The project you are undertaking is not your supervisor’s or anyone else’s. It is yours, and success depends on owning it early-on. Never ask your supervisor “how do you want me to do this?”, or such dross. It is true what they say, that the most awkward phrase to hear in a viva is “because my supervisor told me so”. It is your duty to design your research. Through scientific arguments, feel free to disagree with your supervisor (in a polite and respectful manner, we are humans too!).

  1. Use the correct tools for the job

There is a wealth of tools (freely) available for your research. Using the right tool will save you time and effort. Knowing how to program in today’s interdisciplinary nature is a must, so take some coding courses. Tools will affect the quality of your science and its presentation. Powerpoint, Visio or Inkscape for poster preparation. LaTeX for documents. Learn about less popular, but incredibly useful tools; e.g. Recoll to search your documents.

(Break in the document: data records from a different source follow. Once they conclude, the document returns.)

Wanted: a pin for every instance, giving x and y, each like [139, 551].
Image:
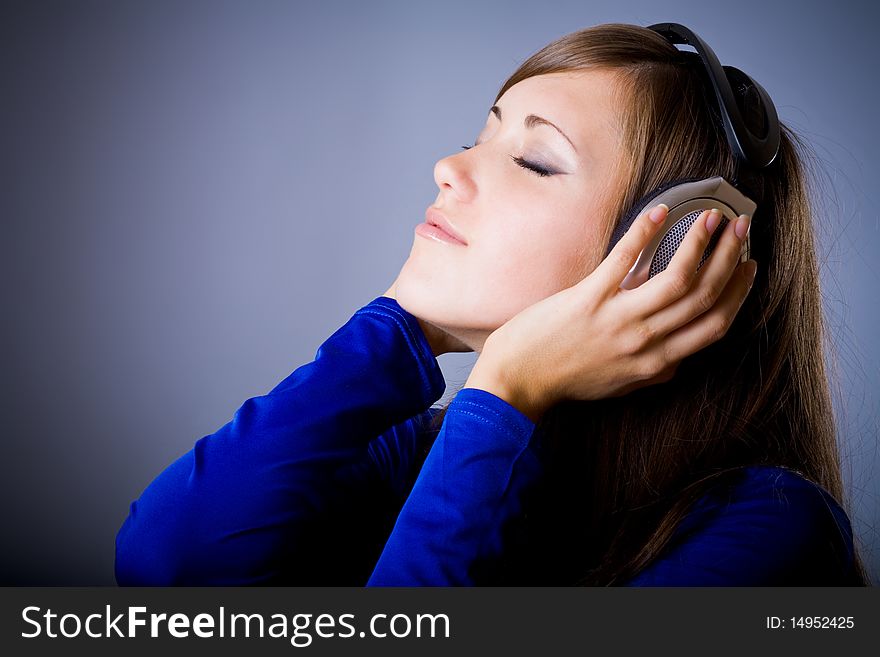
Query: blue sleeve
[773, 529]
[468, 494]
[303, 484]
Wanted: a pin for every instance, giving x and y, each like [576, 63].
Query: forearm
[239, 506]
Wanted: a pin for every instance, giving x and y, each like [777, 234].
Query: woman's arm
[298, 477]
[454, 526]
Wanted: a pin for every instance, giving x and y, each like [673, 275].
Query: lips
[434, 217]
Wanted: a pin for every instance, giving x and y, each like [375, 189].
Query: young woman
[677, 433]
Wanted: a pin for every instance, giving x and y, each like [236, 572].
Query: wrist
[488, 376]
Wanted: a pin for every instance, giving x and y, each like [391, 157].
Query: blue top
[320, 482]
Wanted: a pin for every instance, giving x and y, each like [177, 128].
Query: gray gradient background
[195, 195]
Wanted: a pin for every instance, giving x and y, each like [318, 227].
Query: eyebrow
[533, 120]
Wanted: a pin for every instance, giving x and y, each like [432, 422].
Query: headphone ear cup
[644, 202]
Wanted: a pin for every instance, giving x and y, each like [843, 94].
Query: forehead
[583, 103]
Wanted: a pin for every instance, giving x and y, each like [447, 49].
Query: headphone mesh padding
[673, 239]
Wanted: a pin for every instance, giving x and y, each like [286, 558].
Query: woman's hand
[596, 340]
[441, 342]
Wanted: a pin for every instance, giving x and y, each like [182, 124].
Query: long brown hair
[623, 472]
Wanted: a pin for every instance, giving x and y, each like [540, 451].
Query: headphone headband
[747, 112]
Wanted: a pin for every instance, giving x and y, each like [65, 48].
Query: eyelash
[534, 168]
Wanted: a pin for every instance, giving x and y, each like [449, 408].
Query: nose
[454, 175]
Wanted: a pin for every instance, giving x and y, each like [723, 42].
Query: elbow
[146, 556]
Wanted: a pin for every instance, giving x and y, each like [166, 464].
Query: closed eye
[525, 164]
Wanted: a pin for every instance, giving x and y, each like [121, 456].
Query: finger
[714, 324]
[676, 280]
[709, 283]
[614, 268]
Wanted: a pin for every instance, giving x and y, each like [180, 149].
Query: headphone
[752, 128]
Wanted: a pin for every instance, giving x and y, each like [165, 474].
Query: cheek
[530, 265]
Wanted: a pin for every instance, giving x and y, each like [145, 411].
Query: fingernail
[658, 213]
[713, 219]
[743, 224]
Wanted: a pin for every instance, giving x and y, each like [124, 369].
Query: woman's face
[528, 235]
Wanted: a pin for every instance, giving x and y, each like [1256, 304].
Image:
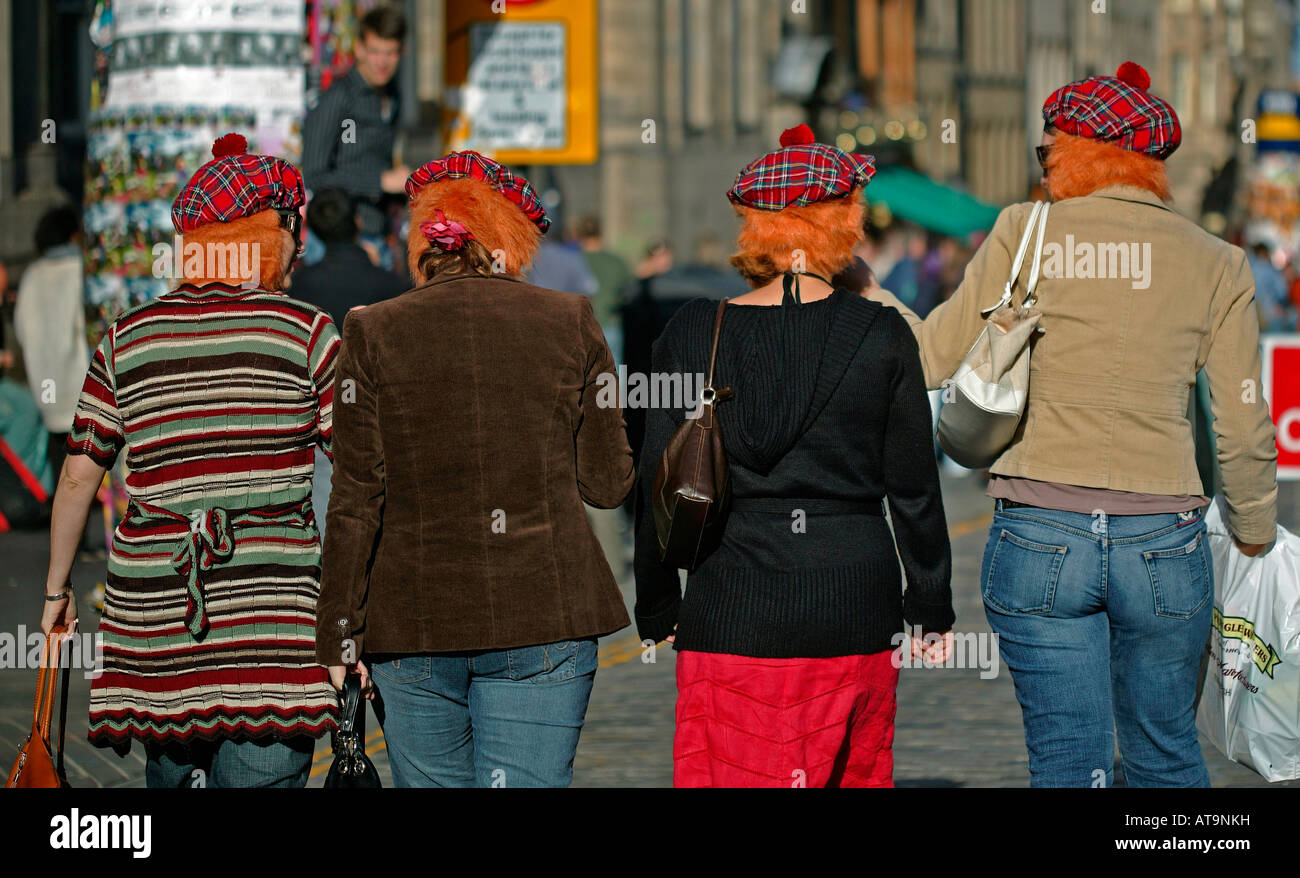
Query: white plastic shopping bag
[1251, 700]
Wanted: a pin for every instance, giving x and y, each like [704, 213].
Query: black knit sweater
[830, 416]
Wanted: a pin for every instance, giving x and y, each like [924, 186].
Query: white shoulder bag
[984, 399]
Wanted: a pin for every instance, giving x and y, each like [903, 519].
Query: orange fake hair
[1079, 165]
[498, 225]
[215, 267]
[826, 233]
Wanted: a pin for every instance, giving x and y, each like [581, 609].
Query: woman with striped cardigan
[219, 393]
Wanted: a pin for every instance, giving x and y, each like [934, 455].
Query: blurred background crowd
[631, 116]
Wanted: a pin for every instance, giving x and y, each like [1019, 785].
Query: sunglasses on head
[293, 221]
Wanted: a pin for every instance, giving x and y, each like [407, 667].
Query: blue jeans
[225, 764]
[1103, 622]
[495, 718]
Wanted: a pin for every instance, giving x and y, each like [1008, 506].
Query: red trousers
[784, 722]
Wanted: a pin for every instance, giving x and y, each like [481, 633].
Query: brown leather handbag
[692, 487]
[38, 765]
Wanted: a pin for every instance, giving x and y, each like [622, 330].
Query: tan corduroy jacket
[1135, 299]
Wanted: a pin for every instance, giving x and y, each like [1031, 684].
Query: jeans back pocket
[1022, 575]
[554, 662]
[1181, 579]
[403, 669]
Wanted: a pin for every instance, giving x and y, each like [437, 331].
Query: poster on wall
[176, 77]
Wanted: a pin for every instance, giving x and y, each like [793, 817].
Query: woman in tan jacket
[1096, 575]
[458, 554]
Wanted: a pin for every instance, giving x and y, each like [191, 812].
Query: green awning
[917, 198]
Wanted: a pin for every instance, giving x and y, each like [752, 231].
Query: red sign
[1282, 392]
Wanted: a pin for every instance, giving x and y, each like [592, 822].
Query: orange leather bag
[38, 766]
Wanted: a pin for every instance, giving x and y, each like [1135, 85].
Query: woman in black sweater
[787, 666]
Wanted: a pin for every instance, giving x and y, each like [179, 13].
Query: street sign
[1282, 393]
[521, 79]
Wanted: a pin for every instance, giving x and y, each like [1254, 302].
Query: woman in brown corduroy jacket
[458, 554]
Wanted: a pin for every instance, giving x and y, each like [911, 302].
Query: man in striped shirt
[349, 138]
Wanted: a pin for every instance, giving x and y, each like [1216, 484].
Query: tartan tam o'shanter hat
[237, 184]
[802, 172]
[455, 165]
[1117, 109]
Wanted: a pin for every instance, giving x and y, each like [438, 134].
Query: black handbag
[352, 769]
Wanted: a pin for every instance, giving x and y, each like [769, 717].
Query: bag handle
[1030, 298]
[47, 686]
[1039, 210]
[351, 704]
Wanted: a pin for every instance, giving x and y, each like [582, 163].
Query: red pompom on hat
[797, 135]
[1134, 74]
[229, 145]
[1117, 109]
[802, 172]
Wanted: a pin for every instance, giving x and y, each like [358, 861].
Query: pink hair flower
[446, 233]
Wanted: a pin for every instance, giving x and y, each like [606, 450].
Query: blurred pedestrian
[349, 138]
[787, 669]
[459, 565]
[1270, 292]
[50, 321]
[1097, 578]
[557, 266]
[611, 276]
[345, 279]
[217, 392]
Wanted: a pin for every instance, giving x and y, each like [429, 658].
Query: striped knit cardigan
[219, 396]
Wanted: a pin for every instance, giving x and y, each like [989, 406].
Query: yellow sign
[1238, 628]
[521, 79]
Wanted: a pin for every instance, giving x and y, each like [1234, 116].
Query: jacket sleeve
[911, 488]
[658, 583]
[605, 472]
[356, 500]
[1247, 449]
[945, 336]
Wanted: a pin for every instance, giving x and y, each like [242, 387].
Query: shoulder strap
[852, 320]
[713, 351]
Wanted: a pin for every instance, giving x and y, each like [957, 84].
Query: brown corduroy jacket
[467, 436]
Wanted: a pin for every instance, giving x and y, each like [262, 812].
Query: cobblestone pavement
[953, 729]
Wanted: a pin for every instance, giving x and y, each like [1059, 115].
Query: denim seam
[1090, 535]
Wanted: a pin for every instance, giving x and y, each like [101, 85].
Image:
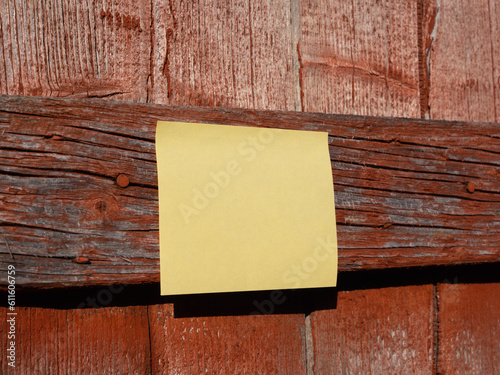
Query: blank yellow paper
[244, 208]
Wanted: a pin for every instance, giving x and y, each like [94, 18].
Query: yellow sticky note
[244, 208]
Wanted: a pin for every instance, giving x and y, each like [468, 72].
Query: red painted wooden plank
[469, 329]
[77, 48]
[219, 53]
[82, 341]
[375, 331]
[259, 344]
[403, 194]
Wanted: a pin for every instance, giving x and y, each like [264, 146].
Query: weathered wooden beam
[408, 192]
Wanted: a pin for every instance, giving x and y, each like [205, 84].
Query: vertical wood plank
[375, 331]
[469, 329]
[82, 341]
[226, 345]
[360, 58]
[219, 53]
[94, 48]
[464, 61]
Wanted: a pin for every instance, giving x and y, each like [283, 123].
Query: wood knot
[471, 187]
[122, 180]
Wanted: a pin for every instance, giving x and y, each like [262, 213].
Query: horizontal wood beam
[79, 201]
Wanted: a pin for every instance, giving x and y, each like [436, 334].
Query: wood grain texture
[81, 341]
[464, 61]
[230, 54]
[401, 187]
[91, 48]
[257, 344]
[469, 328]
[375, 331]
[360, 58]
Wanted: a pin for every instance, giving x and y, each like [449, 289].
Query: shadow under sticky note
[244, 208]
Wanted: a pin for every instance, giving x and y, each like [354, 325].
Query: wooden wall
[433, 59]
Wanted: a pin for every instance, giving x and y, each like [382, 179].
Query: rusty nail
[82, 260]
[471, 187]
[122, 180]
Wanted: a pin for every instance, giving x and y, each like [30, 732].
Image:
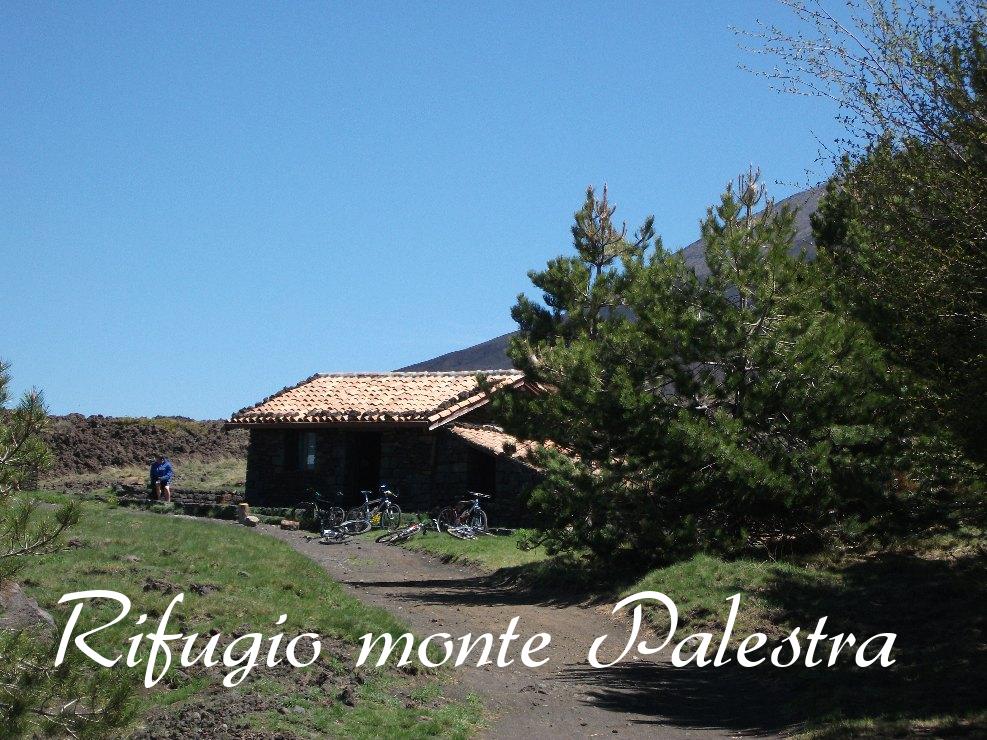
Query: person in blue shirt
[161, 475]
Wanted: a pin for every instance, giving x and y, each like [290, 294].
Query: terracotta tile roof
[493, 439]
[422, 398]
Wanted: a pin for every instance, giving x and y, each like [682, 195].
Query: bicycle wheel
[355, 526]
[390, 518]
[332, 536]
[478, 520]
[462, 533]
[447, 518]
[336, 516]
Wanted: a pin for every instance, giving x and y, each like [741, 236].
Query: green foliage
[904, 227]
[903, 220]
[35, 696]
[741, 411]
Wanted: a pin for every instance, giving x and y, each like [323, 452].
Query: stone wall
[182, 496]
[426, 469]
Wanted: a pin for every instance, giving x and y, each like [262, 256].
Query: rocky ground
[87, 444]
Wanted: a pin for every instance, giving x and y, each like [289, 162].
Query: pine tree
[732, 412]
[36, 698]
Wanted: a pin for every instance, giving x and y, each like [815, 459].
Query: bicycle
[403, 534]
[326, 516]
[465, 513]
[464, 532]
[381, 511]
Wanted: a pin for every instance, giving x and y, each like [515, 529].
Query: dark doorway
[481, 472]
[362, 462]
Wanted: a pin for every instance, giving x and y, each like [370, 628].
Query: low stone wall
[182, 496]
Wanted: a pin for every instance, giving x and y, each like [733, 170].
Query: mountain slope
[492, 354]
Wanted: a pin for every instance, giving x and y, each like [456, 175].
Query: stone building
[426, 435]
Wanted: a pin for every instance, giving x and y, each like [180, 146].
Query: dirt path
[565, 697]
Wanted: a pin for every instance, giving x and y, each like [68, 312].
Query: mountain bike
[465, 513]
[381, 512]
[403, 534]
[326, 516]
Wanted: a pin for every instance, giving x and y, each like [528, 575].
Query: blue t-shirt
[161, 471]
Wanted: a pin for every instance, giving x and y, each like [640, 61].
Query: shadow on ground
[937, 608]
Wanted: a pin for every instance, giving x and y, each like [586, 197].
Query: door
[362, 462]
[481, 468]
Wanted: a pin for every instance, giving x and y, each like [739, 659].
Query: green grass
[223, 473]
[488, 553]
[930, 592]
[246, 581]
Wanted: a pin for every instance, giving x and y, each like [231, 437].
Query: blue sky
[203, 202]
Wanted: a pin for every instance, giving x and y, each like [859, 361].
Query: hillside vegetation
[95, 451]
[237, 581]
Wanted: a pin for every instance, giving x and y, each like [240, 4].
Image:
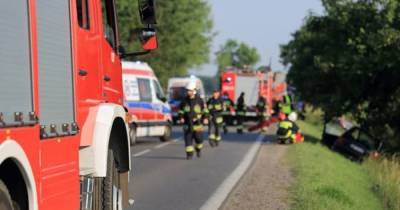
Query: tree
[184, 31]
[347, 61]
[237, 55]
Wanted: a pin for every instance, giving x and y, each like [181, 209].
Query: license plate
[357, 148]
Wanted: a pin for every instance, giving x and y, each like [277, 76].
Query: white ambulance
[150, 114]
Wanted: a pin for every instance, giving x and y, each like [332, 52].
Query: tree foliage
[236, 54]
[348, 61]
[184, 31]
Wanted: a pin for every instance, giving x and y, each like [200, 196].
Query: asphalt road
[163, 179]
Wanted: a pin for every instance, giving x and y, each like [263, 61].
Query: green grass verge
[386, 174]
[326, 180]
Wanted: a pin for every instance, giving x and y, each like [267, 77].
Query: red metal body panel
[267, 88]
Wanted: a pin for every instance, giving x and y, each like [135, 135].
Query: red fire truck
[253, 84]
[63, 134]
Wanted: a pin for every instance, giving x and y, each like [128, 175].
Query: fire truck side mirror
[148, 39]
[147, 12]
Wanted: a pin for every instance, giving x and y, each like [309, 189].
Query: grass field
[386, 175]
[326, 180]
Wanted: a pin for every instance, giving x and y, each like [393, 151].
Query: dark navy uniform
[193, 112]
[215, 108]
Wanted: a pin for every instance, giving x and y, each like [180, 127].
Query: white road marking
[166, 143]
[162, 145]
[222, 192]
[141, 153]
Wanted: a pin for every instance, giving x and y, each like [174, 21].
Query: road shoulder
[266, 184]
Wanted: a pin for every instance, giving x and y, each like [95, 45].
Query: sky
[264, 24]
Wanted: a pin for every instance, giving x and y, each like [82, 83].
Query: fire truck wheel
[112, 193]
[132, 135]
[5, 198]
[167, 134]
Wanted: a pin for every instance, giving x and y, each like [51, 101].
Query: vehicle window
[177, 93]
[355, 134]
[83, 13]
[159, 91]
[145, 90]
[366, 140]
[333, 128]
[107, 9]
[131, 90]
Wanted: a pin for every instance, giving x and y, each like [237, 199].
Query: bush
[386, 174]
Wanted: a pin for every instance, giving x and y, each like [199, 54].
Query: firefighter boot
[225, 129]
[189, 155]
[217, 140]
[198, 152]
[211, 142]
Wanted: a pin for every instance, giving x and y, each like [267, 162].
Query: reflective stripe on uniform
[286, 136]
[219, 120]
[197, 108]
[212, 136]
[197, 127]
[189, 149]
[285, 124]
[241, 113]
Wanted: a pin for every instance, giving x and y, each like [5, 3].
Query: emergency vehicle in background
[177, 92]
[254, 84]
[150, 114]
[64, 140]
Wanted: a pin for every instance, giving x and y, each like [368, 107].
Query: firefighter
[288, 131]
[286, 105]
[193, 114]
[227, 114]
[215, 106]
[240, 113]
[262, 114]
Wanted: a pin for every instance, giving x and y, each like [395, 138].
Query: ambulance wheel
[132, 135]
[112, 192]
[167, 134]
[5, 198]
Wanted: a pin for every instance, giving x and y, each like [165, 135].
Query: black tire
[104, 197]
[111, 185]
[167, 134]
[5, 199]
[132, 135]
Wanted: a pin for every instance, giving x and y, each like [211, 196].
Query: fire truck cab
[270, 85]
[150, 114]
[64, 140]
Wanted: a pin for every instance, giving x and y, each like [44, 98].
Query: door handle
[107, 78]
[82, 72]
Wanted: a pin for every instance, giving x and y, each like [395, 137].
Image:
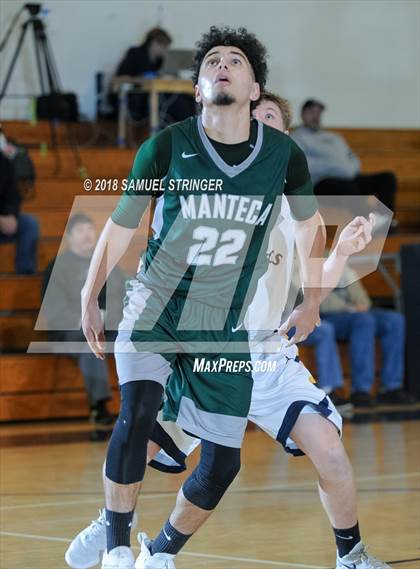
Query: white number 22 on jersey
[228, 244]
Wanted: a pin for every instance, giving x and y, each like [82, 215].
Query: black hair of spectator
[246, 41]
[159, 35]
[77, 218]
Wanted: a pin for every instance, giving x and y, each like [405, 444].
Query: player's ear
[255, 92]
[197, 94]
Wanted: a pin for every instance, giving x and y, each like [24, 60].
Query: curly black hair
[240, 38]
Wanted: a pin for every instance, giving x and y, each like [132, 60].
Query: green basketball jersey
[212, 220]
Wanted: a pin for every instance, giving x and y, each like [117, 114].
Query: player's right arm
[353, 239]
[151, 162]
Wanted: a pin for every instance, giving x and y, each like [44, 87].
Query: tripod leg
[13, 61]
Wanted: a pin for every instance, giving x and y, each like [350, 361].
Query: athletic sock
[169, 540]
[346, 539]
[118, 529]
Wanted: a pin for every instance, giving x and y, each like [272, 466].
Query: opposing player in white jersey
[285, 402]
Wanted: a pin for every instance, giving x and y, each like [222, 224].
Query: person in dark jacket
[147, 59]
[63, 280]
[16, 227]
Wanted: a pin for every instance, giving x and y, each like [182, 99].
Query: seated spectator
[63, 282]
[16, 227]
[349, 310]
[147, 59]
[334, 168]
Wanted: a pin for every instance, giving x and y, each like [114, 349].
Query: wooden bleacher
[50, 386]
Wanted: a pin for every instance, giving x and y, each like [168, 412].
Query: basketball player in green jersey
[86, 548]
[201, 265]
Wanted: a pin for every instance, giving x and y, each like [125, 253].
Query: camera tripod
[47, 73]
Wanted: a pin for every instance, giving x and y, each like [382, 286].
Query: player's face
[226, 77]
[269, 113]
[82, 239]
[312, 117]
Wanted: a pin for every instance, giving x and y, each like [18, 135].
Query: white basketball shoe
[86, 548]
[359, 558]
[120, 557]
[148, 561]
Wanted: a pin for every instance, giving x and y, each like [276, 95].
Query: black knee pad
[216, 471]
[127, 450]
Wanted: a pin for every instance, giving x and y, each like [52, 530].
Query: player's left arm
[310, 237]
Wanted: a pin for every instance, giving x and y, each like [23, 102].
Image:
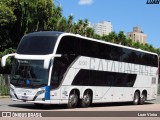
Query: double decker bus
[63, 68]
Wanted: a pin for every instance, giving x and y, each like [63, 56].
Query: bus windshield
[37, 45]
[29, 73]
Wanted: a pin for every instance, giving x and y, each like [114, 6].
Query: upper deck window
[37, 45]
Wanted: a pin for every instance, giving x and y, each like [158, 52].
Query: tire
[86, 100]
[142, 99]
[136, 98]
[73, 100]
[38, 105]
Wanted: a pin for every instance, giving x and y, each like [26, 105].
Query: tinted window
[103, 78]
[37, 45]
[59, 68]
[74, 47]
[69, 45]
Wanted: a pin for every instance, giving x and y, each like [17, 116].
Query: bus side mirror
[4, 58]
[48, 58]
[46, 62]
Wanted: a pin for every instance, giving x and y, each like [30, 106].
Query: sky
[123, 14]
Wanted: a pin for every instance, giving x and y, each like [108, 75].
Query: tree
[112, 37]
[69, 23]
[121, 38]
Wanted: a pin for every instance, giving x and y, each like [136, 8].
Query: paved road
[7, 104]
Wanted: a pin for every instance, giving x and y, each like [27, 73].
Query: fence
[4, 84]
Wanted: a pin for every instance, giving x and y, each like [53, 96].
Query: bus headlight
[40, 92]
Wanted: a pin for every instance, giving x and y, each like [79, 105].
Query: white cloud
[85, 2]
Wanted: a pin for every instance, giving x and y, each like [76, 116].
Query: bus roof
[61, 34]
[101, 41]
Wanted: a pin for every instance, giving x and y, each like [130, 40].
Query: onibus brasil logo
[153, 2]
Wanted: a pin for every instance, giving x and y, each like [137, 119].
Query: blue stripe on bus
[47, 93]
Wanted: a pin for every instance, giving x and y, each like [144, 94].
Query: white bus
[64, 68]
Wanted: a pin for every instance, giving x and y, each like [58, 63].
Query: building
[102, 28]
[137, 35]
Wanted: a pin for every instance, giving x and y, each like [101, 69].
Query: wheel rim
[73, 100]
[86, 99]
[143, 98]
[136, 98]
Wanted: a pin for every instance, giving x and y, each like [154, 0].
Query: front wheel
[73, 100]
[86, 100]
[136, 98]
[142, 99]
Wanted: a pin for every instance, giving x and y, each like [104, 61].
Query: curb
[4, 97]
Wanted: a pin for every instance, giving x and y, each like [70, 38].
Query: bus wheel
[136, 98]
[38, 105]
[142, 99]
[86, 100]
[73, 100]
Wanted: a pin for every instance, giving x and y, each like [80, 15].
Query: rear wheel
[142, 99]
[136, 98]
[38, 105]
[73, 100]
[86, 100]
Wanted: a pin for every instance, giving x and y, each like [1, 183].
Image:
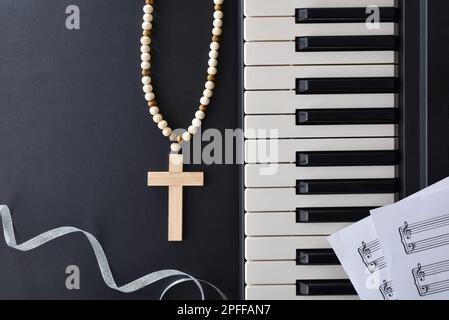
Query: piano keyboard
[321, 141]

  1. Make sure your research is reproducible

Make sure your experiments are reproducible. No doubt, at some point you are going to repeat an experiment you have done months or years ago, on another machine and you do not want your results to vary due to a different environment. Docker, Conda (if using Python), and Git are examples of tools which help here. Science benefits from reproducibility. Other people can test your hypothesis by repeating the experiments and build on your results. The things to version and tag are source code, data, and libraries (versions of each).

  1. Bonus: Bring something to the table — enthusiasm, passion, etc.

Doing postgraduate research is a tantalizing experience. It is up to you to make it memorable. Bring something extra to the table. Your colleagues and supervisors will respect you for it.

There are many more hints I can give (e.g. backups, validate your work, don’t put too much pressure on yourself, persevere when times are difficult – and they will be, don’t get too attached to your methods or results, network, work hard, etc.). But perhaps these will make up a future post.